Question

A cylindrical capacitor is filled with two cylindrical layers of dielectric with permittivities $\varepsilon_1$ and $\varepsilon_2$. The inside radii of the layers are equal to $R_1$ and $R_2 > R_1$. The maximum permissible values of electric field strength are equal to $E_{1m}$ and $E_{2m}$ for these dielectrics. At what relationship between $\varepsilon, R$, and $E_m$ will the voltage increase result in the field strength reaching the breakdown value for both dielectrics simultaneously?

Answer 1

The relationship between $\varepsilon_1, \varepsilon_2, R_1, R_2, E_{1m}$, and $E_{2m}$ for simultaneous breakdown is $\varepsilon_1 R_1 E_{1m} = \varepsilon_2 R_2 E_{2m}$.

Answer 2

The electric field in a cylindrical capacitor decreases with radius ($E \propto 1/r$). The maximum field in each dielectric layer occurs at its inner boundary ($R_1$ for the inner layer, $R_2$ for the outer layer). Breakdown occurs when the maximum field reaches the dielectric strength ($E_{1m}$ or $E_{2m}$).

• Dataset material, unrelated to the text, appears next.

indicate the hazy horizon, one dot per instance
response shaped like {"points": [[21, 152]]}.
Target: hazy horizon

For simultaneous breakdown, the maximum field in both layers must reach their limits at the same charge $Q$. The electric field is proportional to $Q$ and inversely proportional to $\varepsilon$ and $r$. Setting the maximum fields equal to the breakdown strengths ($E_{1m} = \frac{Q}{2\pi \varepsilon_1 R_1}$ and $E_{2m} = \frac{Q}{2\pi \varepsilon_2 R_2}$) and equating the expressions for $Q$ gives the relationship $\varepsilon_1 R_1 E_{1m} = \varepsilon_2 R_2 E_{2m}$.